There are developments on top of train tracks - that's truly on the wrong side of the tracks. There are developments next to the projects. Next to power and sanitation facilities. It used to be that developments for the past 20 years further west than the Lincoln Center subsidized development were bad. Or the Met Life Housing. Soli built some new buildings in former no mans land.
Hoodia,
Development of marginal areas is a natural part of growth of any city. Before the hudson river park got developed, no one wanted to live that far West without a large discount. I still remember the days of transvestite hookers close to Florent diner and an area called Lover's Lane in West Village/Chelsea waterfront. One of my former colleagues bought a 4000 sq ft loft for sub $100 per sq ft back in the late 80s.

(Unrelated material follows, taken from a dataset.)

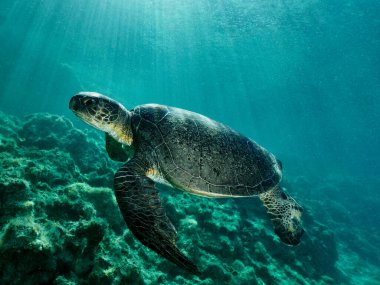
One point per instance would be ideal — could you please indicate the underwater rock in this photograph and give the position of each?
(60, 222)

Basically, people traded view and water for proximity to the subways (and in many cases away from stuffy coops where they could not get in despite being able to afford it) and the areas got gentrified or are getting gentrified. Fresh Direct, Amazon and Uber continue to help these areas.
People are hesitant to buy "at the end of the Earth." I remember when it was very difficult to sell at London Terrace because of the location. Then Chelsea Piers opened and since there was something further West it wasn't "the end" anymore and people had no problem with the location. If you told people 20 years ago that there would be a $50 million condo on 28th St and 10th Ave.......
https://www.bisnow.com/new-york/news/commercial-real-estate/lois-weiss-hudson-yards-transit-72573
30, Not any more given the waterfront sales in Tribeca and West Village - "People are hesitant to buy "at the end of the Earth.""
I disagree: up until fairly recently those waterfront projects in the Way West Village were very hard to sell..... until the piers got renovated - so same thing.
Everyone has their own likes/dislikes. Personally I like to be in the heart of an area. Walk to everything/close to trains. Never understood the allure of the towers in the W 60's by Riverside. But some people can't wait for "mini cities" such as Hudson Yards. My grandmother used to say "beauty is what pleases you"
Any location in Manhattan which is less than 0.5 miles to a subway which hasn't already gentrified will see above average price appreciation for the next 10-20 years. Think some parts of FiDi, LES, Two Bridges, etc.
tony, What if the prime location property prices are not increasing? How do you justify your statement without having a view on the general market prices?
Those are exactly the locations which well get obliterated if we have a market correction. Example: http://streeteasy.com/building/265-east-houston-street-new_york
After th market correction in the early 1990's this apartment got foreclosed on and I sold it for $130,000: http://streeteasy.com/sale/1240038 (and the one directly above it as well).
One Manhattan Square.
I think the closeness to the subways is overrated these days. Note all the bike paths, especially the dedicated bike roads on the west side, it's stunning and so convenient these days with Citibike. Another factor why the far west side of Manhattan is getting so developed now.